If you needed gearing up/down, or wanted to introduce some damping to keep step-jitter out of the wind, you could use a DC motor with a double shaft and put a timing belt gear on the back shaft, use the front shaft for mounting the winding head, and then run the stepper on the timing belt. That should dampen steps a lot. The DC motor is only a mechanical spindle, it's not powered; just a convenient way to mount the spindle.
I would put a toothed disk on the back shaft as a counter and for CNC a position encoder.
Driving the traverse is not an issue for hand-guiders, of course. But if you want a machine controlled traverse, you could gen one up from a second stepper driving a 1/4-20 leadscrew inside a guide tube. The guide tube is slit and the actual traverse carrier is mounted to the side of the leadscrew nut and protrudes out of the guide tube. A square-section guide tube works, as does a delrin nut. The guide tube can be embellished with optical interruptors for limit switches.

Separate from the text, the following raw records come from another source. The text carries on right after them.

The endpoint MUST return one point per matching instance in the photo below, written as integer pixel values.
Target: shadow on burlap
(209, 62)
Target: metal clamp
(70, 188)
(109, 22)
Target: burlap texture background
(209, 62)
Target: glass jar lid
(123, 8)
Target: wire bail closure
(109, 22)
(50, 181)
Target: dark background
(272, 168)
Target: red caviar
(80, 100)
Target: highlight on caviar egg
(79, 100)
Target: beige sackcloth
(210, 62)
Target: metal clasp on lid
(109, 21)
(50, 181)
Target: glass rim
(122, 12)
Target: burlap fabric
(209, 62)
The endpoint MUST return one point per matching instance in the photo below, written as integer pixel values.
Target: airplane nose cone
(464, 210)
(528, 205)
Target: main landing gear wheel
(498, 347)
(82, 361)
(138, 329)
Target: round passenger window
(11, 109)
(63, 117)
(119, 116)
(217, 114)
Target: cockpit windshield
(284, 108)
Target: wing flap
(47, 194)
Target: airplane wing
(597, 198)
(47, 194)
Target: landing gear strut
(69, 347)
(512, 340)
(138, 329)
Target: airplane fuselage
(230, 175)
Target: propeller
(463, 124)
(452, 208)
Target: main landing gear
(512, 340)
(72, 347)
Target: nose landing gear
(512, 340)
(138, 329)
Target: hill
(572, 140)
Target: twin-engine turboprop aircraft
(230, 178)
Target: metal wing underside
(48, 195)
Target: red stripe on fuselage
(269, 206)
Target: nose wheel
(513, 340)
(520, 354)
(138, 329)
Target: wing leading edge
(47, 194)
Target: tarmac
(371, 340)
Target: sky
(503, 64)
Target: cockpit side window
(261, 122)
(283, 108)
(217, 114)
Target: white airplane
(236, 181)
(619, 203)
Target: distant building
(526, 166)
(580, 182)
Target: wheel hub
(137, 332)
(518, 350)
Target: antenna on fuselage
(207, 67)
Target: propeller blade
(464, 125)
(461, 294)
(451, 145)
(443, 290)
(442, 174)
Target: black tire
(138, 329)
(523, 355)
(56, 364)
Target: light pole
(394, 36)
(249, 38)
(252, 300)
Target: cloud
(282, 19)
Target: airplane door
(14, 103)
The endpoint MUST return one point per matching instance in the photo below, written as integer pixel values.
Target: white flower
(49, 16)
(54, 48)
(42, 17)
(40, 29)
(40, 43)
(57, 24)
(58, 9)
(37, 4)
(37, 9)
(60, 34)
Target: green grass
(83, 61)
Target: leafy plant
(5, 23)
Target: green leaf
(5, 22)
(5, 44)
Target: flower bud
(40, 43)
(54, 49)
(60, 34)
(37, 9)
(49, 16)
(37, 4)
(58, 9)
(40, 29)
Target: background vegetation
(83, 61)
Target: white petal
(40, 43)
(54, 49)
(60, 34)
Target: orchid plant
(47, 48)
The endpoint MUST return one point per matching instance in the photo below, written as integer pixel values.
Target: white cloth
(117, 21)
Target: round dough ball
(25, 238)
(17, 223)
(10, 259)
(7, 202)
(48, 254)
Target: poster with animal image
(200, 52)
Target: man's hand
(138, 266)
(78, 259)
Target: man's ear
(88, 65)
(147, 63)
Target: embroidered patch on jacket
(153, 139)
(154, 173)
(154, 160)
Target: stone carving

These two assemblies can then be independently bolted down to a mounting plate. Being steppers, they are already ripe for driving them with a $100 used laptop computer running some of the cheap CNC ware to drive steppers.
I liked this approach because it did away with all of the machining to make a winder. The motors themselves provide the spindle support for the winding head and the traverse. Making the guide tube and traverse is the most complicated thing and this can be done with ordinary garage tools.
It's also possible to drive the stepper motors from a 555 oscillator and hard-logic stepper encoders so you could put a resistor in a footpedal for spindle speed and use a joystick for traverse position.
This seems like a simple way to get a winder up and running, and have the mechanism ready to go to computer control.
I had some ideas about controlling the rotational speed of the spindle to speed up and slow down the spindle as a first order approximation to keeping constant wire speed - and hence tension - so that the necessary compliance on a tensioner was smaller. That needs more work.
It struck me that a good winding spindle would be a medium-frame stepper motor with 200 or more steps per rotation. The motor itself should produce a good mechanical spindle to mount the necessary winding head on. If this is done well, the motor itself is the whole mechanics of the rotating spindle for single-sided winders. Constructing a tailstock would take a bit more effort.
If you needed gearing up/down, or wanted to introduce some damping to keep step-jitter out of the wind, you could use a DC motor with a double shaft and put a timing belt gear on the back shaft, use the front shaft for mounting the winding head, and then run the stepper on the timing belt. That should dampen steps a lot. The DC motor is only a mechanical spindle, it's not powered; just a convenient way to mount the spindle.
I would put a toothed disk on the back shaft as a counter and for CNC a position encoder.
Driving the traverse is not an issue for hand-guiders, of course. But if you want a machine controlled traverse, you could gen one up from a second stepper driving a 1/4-20 leadscrew inside a guide tube. The guide tube is slit and the actual traverse carrier is mounted to the side of the leadscrew nut and protrudes out of the guide tube. A square-section guide tube works, as does a delrin nut. The guide tube can be embellished with optical interruptors for limit switches.
These two assemblies can then be independently bolted down to a mounting plate. Being steppers, they are already ripe for driving them with a $100 used laptop computer running some of the cheap CNC ware to drive steppers.
I liked this approach because it did away with all of the machining to make a winder. The motors themselves provide the spindle support for the winding head and the traverse. Making the guide tube and traverse is the most complicated thing and this can be done with ordinary garage tools.
It's also possible to drive the stepper motors from a 555 oscillator and hard-logic stepper encoders so you could put a resistor in a footpedal for spindle speed and use a joystick for traverse position.
This seems like a simple way to get a winder up and running, and have the mechanism ready to go to computer control.
I had some ideas about controlling the rotational speed of the spindle to speed up and slow down the spindle as a first order approximation to keeping constant wire speed - and hence tension - so that the necessary compliance on a tensioner was smaller. That needs more work.